Depuis qu’il s’est installé en France en 1995, l’année où une bombe déposée dans les toilettes pour femmes éclate pendant son spectacle, le comique n’est plus guère remonté sur les planches, en Algérie et au Maghreb. Une telle absence n’aurait pas d’importance si Fellag n’était pas, comme le rappelle Mustapha Laribi, directeur de théâtre, « le premier psychiatre du pays ». En faisant rire ses compatriotes de leurs propres travers, il leur offre « une thérapie de groupe à chaque représentation ». Ses sketches sont une chronique de la vie quotidienne de ces « hitistes », qui, par grappes tiennent les murs. Ils racontent les frustrations de ces « Omar Gatlato » (héro éponyme du film de Merzak Allouache réalisé en 1976), leurs (rares) rapports avec les femmes. On se souvient de cette blague symptomatique : c’est l’histoire d’un mec qui tombe amoureux d’une jeune fille. Pendant des mois, il la suit de loin, sans jamais lui parler et sans qu’elle le remarque. Un jour, il la voit claquer la bise à un type. Il se précipite alors vers elle et lui hurle : « Maintenant, c’est fini entre nous. »
Les Algériens, dont les déboires constituent la matière première des spectacles de Fellag, ne reverront pas leur « psychiatre » de sitôt. Pour lui, il est hors de question « d’aller en Algérie et de jouer normalement comme si c’était un pays paisible.
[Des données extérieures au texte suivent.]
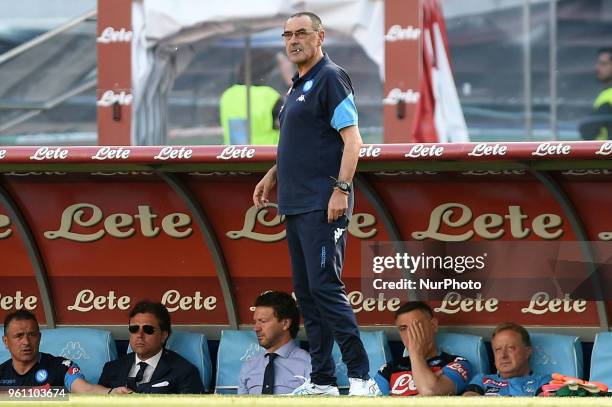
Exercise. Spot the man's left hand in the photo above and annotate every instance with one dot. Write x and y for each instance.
(337, 206)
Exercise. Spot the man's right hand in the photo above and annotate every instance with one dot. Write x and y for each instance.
(263, 188)
(121, 390)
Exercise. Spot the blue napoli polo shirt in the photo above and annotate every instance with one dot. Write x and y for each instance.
(316, 108)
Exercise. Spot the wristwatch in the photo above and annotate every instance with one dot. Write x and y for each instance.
(343, 186)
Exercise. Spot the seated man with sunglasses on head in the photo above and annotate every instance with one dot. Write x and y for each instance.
(151, 368)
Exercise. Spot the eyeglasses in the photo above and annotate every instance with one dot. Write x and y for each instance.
(148, 329)
(299, 34)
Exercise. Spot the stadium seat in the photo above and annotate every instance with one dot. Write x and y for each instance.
(601, 359)
(193, 347)
(377, 348)
(553, 353)
(89, 348)
(471, 347)
(235, 347)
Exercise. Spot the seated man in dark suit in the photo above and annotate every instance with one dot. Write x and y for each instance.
(151, 368)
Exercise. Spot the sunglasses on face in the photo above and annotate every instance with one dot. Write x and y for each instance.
(299, 34)
(147, 329)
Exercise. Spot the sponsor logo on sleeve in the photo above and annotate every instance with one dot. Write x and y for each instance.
(402, 384)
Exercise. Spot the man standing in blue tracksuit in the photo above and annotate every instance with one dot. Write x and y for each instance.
(317, 157)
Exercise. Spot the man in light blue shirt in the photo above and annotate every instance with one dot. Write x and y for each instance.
(284, 365)
(512, 348)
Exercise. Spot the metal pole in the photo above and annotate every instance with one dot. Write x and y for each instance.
(247, 82)
(527, 69)
(553, 69)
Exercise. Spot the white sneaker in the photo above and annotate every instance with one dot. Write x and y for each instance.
(311, 389)
(361, 387)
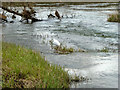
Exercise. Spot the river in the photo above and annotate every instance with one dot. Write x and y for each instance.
(84, 26)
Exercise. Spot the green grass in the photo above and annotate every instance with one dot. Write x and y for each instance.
(114, 18)
(25, 68)
(104, 50)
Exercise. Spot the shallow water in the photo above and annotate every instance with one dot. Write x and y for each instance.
(86, 27)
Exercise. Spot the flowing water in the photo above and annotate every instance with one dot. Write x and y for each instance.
(84, 26)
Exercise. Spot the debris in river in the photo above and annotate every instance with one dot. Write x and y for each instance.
(57, 14)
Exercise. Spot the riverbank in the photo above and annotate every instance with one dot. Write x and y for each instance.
(25, 68)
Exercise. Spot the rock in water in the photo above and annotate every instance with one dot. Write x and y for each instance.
(57, 14)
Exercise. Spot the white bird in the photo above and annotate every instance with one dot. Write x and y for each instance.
(54, 42)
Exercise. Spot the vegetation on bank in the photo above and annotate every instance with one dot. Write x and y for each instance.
(25, 68)
(114, 18)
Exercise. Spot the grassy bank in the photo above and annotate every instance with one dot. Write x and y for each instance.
(114, 18)
(25, 68)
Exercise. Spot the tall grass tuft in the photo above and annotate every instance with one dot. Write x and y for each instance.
(25, 68)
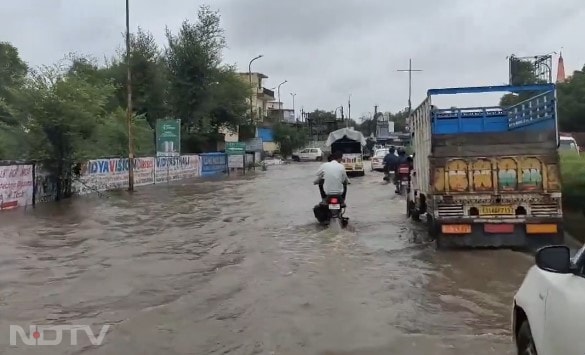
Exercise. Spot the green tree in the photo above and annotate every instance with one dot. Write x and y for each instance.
(205, 94)
(60, 114)
(150, 83)
(289, 138)
(571, 103)
(12, 75)
(192, 57)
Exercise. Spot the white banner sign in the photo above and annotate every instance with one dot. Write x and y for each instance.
(16, 186)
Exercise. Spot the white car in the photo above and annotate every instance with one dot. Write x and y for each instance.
(549, 308)
(568, 144)
(378, 159)
(308, 154)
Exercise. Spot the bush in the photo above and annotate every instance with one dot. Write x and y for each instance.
(573, 175)
(573, 178)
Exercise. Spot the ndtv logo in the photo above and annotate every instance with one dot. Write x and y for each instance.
(53, 334)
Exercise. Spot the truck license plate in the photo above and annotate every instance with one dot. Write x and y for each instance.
(496, 210)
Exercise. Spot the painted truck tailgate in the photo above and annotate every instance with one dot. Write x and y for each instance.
(497, 175)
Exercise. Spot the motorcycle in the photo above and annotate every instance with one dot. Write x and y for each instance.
(330, 212)
(403, 181)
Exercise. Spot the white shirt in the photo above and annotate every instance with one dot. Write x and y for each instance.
(334, 176)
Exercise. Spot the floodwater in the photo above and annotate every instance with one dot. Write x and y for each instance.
(239, 266)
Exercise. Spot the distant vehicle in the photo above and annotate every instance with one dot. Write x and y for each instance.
(489, 176)
(351, 143)
(308, 154)
(549, 307)
(568, 144)
(378, 159)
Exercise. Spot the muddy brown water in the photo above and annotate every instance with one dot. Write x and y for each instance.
(238, 266)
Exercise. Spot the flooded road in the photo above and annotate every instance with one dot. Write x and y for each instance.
(239, 266)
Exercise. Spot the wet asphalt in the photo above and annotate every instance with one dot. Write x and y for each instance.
(238, 265)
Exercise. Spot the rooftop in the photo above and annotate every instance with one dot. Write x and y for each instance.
(254, 74)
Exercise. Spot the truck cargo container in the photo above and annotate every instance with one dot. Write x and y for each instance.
(488, 176)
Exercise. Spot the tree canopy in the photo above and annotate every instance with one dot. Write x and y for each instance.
(75, 109)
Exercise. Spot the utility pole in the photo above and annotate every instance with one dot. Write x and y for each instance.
(278, 88)
(294, 112)
(409, 70)
(251, 89)
(129, 104)
(348, 111)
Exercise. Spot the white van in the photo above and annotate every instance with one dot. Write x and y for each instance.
(568, 144)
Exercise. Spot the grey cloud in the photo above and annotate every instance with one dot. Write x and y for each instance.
(326, 49)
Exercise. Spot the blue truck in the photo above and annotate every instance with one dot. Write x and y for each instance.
(488, 176)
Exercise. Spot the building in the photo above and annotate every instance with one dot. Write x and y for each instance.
(261, 96)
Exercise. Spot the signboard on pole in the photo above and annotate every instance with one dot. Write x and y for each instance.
(235, 148)
(236, 151)
(168, 138)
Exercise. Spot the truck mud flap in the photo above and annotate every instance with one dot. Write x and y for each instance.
(518, 239)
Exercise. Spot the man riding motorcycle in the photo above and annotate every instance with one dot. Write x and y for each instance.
(320, 181)
(333, 176)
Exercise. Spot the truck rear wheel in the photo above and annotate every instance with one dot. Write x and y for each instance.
(434, 228)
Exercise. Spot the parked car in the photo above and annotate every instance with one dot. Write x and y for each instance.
(378, 159)
(549, 308)
(568, 144)
(308, 154)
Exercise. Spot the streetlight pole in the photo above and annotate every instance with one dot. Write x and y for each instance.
(348, 111)
(279, 102)
(409, 70)
(129, 104)
(294, 112)
(251, 90)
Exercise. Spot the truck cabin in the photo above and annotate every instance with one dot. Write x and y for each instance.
(346, 146)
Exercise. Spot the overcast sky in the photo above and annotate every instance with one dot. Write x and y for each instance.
(326, 49)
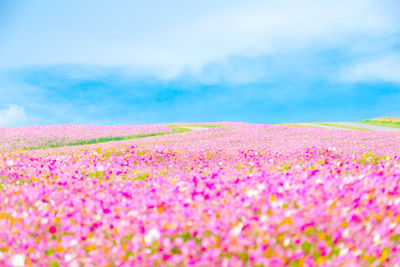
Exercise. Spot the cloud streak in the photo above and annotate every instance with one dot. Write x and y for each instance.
(382, 69)
(170, 37)
(13, 115)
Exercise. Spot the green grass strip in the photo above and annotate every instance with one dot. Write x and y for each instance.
(50, 144)
(341, 126)
(299, 125)
(393, 124)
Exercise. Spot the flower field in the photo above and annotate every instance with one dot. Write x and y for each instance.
(237, 195)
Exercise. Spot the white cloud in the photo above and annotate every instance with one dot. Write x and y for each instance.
(167, 37)
(385, 68)
(13, 115)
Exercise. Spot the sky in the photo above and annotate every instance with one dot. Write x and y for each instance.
(144, 62)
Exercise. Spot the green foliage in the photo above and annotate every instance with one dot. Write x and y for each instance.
(393, 124)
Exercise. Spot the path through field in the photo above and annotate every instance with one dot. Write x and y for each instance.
(337, 126)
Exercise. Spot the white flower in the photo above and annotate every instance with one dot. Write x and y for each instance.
(237, 229)
(152, 236)
(18, 260)
(100, 168)
(68, 257)
(252, 193)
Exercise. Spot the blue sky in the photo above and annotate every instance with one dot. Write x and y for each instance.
(139, 62)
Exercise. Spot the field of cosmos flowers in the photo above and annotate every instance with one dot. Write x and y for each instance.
(234, 195)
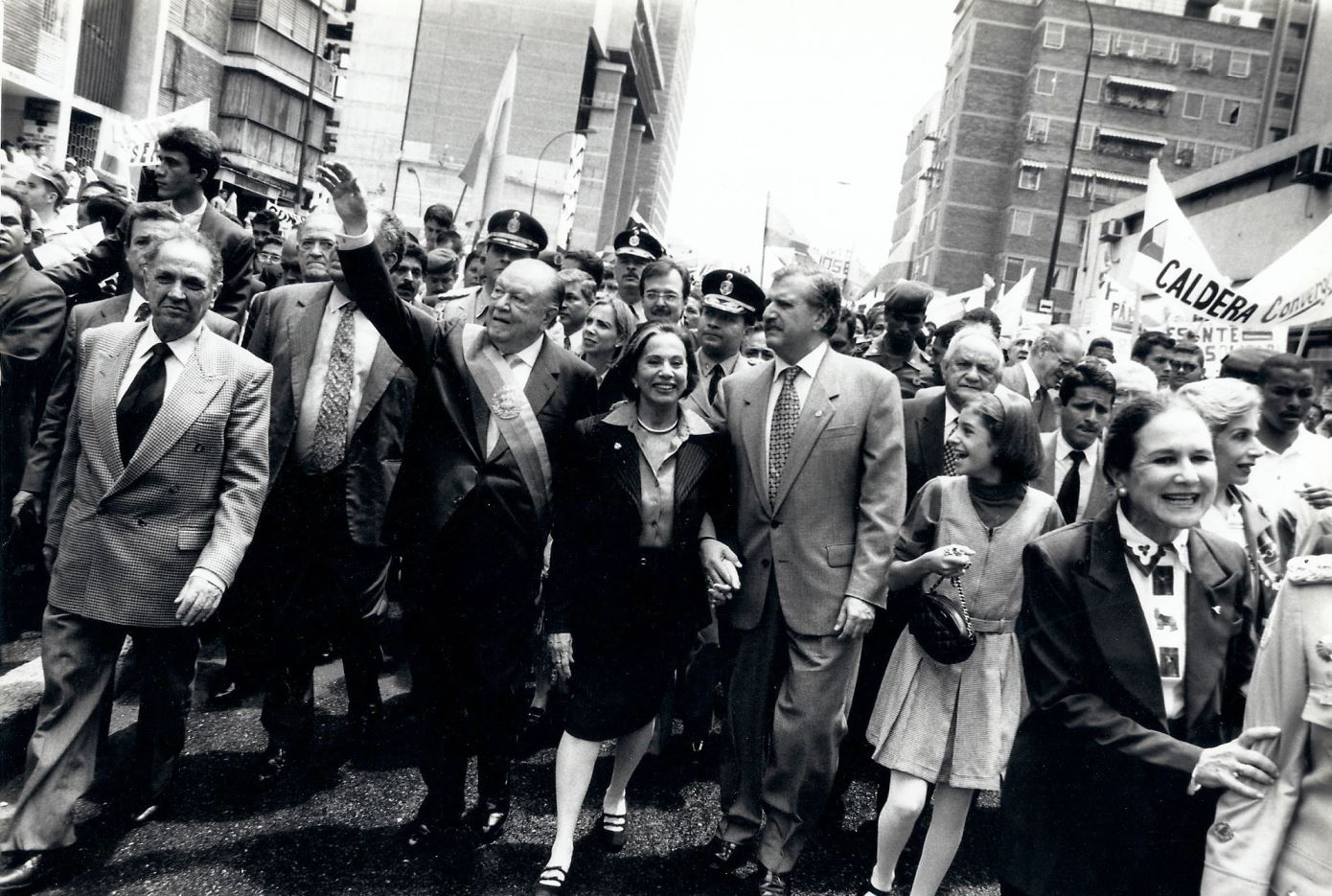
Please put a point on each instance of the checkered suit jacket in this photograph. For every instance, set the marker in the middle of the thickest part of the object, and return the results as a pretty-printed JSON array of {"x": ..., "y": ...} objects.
[{"x": 129, "y": 536}]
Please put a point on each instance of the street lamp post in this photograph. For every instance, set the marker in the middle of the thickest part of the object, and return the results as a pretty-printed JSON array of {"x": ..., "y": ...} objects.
[
  {"x": 536, "y": 174},
  {"x": 1072, "y": 148},
  {"x": 420, "y": 200}
]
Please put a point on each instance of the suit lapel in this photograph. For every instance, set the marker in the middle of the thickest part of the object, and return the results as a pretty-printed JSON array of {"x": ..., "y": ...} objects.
[
  {"x": 188, "y": 399},
  {"x": 1208, "y": 619},
  {"x": 109, "y": 369},
  {"x": 1116, "y": 616},
  {"x": 303, "y": 333},
  {"x": 814, "y": 418},
  {"x": 754, "y": 430}
]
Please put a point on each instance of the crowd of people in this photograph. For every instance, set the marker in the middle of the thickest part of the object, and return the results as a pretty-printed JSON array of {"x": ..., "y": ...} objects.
[{"x": 645, "y": 488}]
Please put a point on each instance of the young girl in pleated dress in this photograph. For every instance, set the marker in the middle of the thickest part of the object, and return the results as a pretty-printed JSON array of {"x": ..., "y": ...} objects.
[{"x": 953, "y": 725}]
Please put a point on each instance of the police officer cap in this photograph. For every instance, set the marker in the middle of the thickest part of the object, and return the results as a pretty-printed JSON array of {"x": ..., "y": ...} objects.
[
  {"x": 639, "y": 243},
  {"x": 733, "y": 291},
  {"x": 517, "y": 231},
  {"x": 908, "y": 297}
]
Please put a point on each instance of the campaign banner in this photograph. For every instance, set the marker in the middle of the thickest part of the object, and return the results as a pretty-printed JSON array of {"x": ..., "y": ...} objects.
[
  {"x": 135, "y": 143},
  {"x": 1172, "y": 263}
]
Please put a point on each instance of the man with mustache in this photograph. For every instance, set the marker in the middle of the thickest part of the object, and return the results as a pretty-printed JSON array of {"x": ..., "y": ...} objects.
[{"x": 1072, "y": 471}]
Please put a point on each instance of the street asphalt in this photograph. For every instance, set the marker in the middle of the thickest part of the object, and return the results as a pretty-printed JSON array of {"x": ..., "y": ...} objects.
[{"x": 335, "y": 831}]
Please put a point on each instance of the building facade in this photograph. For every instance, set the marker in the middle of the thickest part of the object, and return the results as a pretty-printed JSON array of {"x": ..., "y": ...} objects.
[
  {"x": 72, "y": 68},
  {"x": 615, "y": 69},
  {"x": 1191, "y": 84}
]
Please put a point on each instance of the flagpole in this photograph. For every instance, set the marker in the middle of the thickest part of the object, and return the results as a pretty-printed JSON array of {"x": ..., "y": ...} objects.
[{"x": 762, "y": 252}]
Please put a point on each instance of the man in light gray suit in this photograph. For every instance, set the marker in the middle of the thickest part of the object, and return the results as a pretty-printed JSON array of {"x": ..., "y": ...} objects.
[
  {"x": 1072, "y": 468},
  {"x": 819, "y": 474},
  {"x": 143, "y": 226},
  {"x": 160, "y": 485}
]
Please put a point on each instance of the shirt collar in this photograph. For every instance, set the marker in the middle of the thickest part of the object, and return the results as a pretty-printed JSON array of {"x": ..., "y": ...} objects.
[
  {"x": 181, "y": 348},
  {"x": 809, "y": 363},
  {"x": 1133, "y": 537},
  {"x": 1063, "y": 448},
  {"x": 529, "y": 355},
  {"x": 1032, "y": 382}
]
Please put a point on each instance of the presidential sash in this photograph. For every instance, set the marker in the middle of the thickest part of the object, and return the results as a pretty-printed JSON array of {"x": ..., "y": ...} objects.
[{"x": 512, "y": 413}]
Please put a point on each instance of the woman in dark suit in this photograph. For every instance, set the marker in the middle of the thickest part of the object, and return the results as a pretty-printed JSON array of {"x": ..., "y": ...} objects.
[
  {"x": 1135, "y": 645},
  {"x": 626, "y": 592}
]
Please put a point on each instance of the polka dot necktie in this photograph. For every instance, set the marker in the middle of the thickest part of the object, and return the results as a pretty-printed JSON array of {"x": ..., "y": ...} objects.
[
  {"x": 330, "y": 444},
  {"x": 785, "y": 417}
]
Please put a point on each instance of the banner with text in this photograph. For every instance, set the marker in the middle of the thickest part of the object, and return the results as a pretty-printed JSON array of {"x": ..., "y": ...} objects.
[{"x": 1172, "y": 263}]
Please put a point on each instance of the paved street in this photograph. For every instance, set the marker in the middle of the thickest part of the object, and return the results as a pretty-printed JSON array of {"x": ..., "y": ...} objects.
[{"x": 337, "y": 834}]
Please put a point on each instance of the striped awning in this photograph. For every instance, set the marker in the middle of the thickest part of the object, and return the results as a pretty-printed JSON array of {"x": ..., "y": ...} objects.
[
  {"x": 1133, "y": 137},
  {"x": 1140, "y": 84},
  {"x": 1110, "y": 176}
]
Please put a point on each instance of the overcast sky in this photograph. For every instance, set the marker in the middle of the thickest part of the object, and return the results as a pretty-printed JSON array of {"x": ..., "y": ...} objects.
[{"x": 794, "y": 96}]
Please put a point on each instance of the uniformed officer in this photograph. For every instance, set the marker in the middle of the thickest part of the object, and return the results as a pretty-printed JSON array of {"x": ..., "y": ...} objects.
[
  {"x": 635, "y": 248},
  {"x": 731, "y": 304},
  {"x": 897, "y": 349},
  {"x": 511, "y": 235}
]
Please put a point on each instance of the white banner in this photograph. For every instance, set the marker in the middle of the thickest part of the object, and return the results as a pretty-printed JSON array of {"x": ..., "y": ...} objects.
[
  {"x": 135, "y": 143},
  {"x": 1172, "y": 263}
]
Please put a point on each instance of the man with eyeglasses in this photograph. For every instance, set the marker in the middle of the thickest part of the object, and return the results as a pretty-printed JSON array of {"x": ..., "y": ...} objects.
[
  {"x": 1054, "y": 353},
  {"x": 1187, "y": 363}
]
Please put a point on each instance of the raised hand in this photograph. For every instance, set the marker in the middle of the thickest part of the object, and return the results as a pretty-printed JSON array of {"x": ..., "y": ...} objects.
[{"x": 348, "y": 200}]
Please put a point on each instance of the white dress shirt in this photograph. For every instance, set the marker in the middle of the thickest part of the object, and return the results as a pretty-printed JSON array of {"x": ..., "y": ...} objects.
[
  {"x": 521, "y": 363},
  {"x": 1086, "y": 471},
  {"x": 1275, "y": 478},
  {"x": 366, "y": 344},
  {"x": 809, "y": 366},
  {"x": 181, "y": 351},
  {"x": 1165, "y": 614}
]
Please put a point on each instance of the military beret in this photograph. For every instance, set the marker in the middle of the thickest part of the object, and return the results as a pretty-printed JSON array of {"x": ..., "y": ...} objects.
[
  {"x": 517, "y": 231},
  {"x": 638, "y": 242},
  {"x": 907, "y": 296},
  {"x": 733, "y": 291}
]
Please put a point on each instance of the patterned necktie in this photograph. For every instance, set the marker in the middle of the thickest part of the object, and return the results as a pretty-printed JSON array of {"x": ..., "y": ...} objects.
[
  {"x": 1071, "y": 488},
  {"x": 330, "y": 444},
  {"x": 714, "y": 381},
  {"x": 142, "y": 401},
  {"x": 785, "y": 417}
]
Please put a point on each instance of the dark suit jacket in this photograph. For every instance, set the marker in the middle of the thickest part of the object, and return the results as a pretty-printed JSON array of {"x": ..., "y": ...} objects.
[
  {"x": 108, "y": 257},
  {"x": 33, "y": 310},
  {"x": 1095, "y": 797},
  {"x": 447, "y": 477},
  {"x": 922, "y": 423},
  {"x": 286, "y": 332},
  {"x": 51, "y": 434},
  {"x": 598, "y": 522},
  {"x": 1099, "y": 498}
]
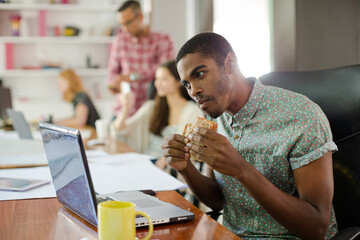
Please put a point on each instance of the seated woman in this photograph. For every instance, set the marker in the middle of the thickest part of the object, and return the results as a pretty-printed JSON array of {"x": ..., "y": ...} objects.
[
  {"x": 171, "y": 110},
  {"x": 85, "y": 113}
]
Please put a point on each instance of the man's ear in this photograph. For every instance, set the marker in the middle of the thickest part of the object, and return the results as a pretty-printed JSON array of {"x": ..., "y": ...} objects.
[{"x": 230, "y": 63}]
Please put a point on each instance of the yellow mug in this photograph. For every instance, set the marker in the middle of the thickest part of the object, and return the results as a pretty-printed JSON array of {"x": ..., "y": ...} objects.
[{"x": 116, "y": 220}]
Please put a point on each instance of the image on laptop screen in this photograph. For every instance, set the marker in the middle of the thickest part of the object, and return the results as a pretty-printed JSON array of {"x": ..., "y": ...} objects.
[
  {"x": 5, "y": 103},
  {"x": 69, "y": 173}
]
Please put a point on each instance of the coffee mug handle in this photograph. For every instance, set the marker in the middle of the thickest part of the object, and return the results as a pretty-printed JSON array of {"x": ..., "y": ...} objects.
[{"x": 151, "y": 227}]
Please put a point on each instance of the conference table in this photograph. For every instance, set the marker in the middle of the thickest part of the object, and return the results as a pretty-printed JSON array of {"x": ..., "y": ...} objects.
[{"x": 46, "y": 218}]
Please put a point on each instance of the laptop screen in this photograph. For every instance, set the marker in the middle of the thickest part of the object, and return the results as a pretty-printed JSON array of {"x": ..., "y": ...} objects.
[
  {"x": 5, "y": 102},
  {"x": 72, "y": 181}
]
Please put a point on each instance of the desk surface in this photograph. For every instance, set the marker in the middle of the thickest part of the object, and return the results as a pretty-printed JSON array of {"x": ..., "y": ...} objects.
[{"x": 47, "y": 219}]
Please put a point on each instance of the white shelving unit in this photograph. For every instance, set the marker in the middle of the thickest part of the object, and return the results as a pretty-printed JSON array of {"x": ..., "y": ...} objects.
[
  {"x": 59, "y": 7},
  {"x": 34, "y": 90}
]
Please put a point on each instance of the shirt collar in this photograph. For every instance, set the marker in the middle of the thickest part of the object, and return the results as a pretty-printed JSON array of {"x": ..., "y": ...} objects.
[{"x": 241, "y": 118}]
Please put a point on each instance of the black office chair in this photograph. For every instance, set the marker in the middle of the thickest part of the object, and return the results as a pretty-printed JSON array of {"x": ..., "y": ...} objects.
[{"x": 337, "y": 92}]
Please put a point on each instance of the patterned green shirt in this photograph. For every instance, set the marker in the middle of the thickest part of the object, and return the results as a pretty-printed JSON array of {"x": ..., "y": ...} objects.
[{"x": 276, "y": 131}]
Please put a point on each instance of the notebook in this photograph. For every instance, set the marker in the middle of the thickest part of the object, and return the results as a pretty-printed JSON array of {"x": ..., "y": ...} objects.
[
  {"x": 5, "y": 102},
  {"x": 20, "y": 124},
  {"x": 74, "y": 188}
]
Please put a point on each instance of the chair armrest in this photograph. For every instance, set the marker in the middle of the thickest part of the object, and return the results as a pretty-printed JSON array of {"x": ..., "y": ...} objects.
[{"x": 350, "y": 233}]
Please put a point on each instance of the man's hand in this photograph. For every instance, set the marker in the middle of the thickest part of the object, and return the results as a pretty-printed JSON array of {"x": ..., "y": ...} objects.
[
  {"x": 175, "y": 151},
  {"x": 115, "y": 88},
  {"x": 216, "y": 151}
]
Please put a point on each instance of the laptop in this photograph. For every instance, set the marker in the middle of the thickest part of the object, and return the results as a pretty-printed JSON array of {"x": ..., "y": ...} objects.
[
  {"x": 5, "y": 103},
  {"x": 20, "y": 124},
  {"x": 74, "y": 188}
]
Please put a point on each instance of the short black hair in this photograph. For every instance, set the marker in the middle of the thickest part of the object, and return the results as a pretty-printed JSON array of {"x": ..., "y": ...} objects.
[
  {"x": 208, "y": 45},
  {"x": 134, "y": 5}
]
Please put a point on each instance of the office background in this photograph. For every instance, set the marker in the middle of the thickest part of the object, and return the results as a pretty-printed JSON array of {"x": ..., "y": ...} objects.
[{"x": 302, "y": 35}]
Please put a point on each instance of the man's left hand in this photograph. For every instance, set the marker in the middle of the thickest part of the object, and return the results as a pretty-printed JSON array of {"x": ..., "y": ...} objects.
[{"x": 216, "y": 151}]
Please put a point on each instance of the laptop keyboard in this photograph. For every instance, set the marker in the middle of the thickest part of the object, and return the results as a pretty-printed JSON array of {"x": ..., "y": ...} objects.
[{"x": 100, "y": 199}]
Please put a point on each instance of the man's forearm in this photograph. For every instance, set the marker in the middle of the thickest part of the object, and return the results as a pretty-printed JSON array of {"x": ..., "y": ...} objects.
[
  {"x": 300, "y": 216},
  {"x": 205, "y": 188}
]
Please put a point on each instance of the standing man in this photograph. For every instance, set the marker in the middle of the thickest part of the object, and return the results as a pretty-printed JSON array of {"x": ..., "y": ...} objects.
[
  {"x": 135, "y": 54},
  {"x": 271, "y": 157}
]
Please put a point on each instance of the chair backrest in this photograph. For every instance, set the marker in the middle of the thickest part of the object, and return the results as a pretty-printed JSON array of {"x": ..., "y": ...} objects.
[{"x": 337, "y": 92}]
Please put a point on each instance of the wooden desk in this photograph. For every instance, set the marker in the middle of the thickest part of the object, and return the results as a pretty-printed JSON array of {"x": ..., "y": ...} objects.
[{"x": 47, "y": 219}]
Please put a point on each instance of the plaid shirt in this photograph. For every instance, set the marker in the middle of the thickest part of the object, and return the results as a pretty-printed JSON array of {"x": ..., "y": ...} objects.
[{"x": 141, "y": 55}]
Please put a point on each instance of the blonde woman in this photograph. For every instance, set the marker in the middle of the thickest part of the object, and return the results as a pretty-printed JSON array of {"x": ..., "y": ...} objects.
[{"x": 71, "y": 87}]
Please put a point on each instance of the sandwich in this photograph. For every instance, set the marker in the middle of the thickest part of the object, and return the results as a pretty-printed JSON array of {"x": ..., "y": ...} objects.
[{"x": 199, "y": 122}]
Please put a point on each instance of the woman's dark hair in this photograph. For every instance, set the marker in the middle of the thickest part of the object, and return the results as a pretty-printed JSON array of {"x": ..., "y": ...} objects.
[{"x": 160, "y": 117}]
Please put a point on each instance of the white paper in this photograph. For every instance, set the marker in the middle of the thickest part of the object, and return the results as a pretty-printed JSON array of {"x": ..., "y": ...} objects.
[
  {"x": 121, "y": 157},
  {"x": 95, "y": 153},
  {"x": 132, "y": 175}
]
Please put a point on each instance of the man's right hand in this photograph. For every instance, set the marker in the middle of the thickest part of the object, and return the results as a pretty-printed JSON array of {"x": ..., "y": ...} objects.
[
  {"x": 115, "y": 88},
  {"x": 175, "y": 151}
]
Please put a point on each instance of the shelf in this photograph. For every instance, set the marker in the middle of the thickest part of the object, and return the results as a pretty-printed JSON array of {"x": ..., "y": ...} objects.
[
  {"x": 58, "y": 7},
  {"x": 99, "y": 72},
  {"x": 54, "y": 40}
]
Donner un spectacle sous ce régime c’est oublier qu’Abdelkader Alloula, que Tahar Djaout, que Maatoub Lounès ont été assassinés, que des centaines de journalistes, de femmes et d’hommes ont été massacrés, sans parler des femmes violées, des milliers d’orphelins, de la Kabylie qui est en feu et qui a été clochardisée à la suite de décisions incroyables. Aller jouer normalement comme si c’était un pays normal, c’est cautionner le discours du pouvoir qui prétend que la situation s’est normalisée en Algérie. Ce serait une insulte à la mémoire de tous ces gens qui sont morts pour leurs idées. » Sa gorge se serre, sa voix n’est plus exactement la même quand il évoque sa terre natale. On se remémore l’une des perles dont il a le secret : « Partout dans le monde, quand un pays touche le fond, il finit par remonter… Nous, les Algériens, on creuse. » s

Opéra d’Casbah, Opéra comique, Paris, jusqu’au 29 juin.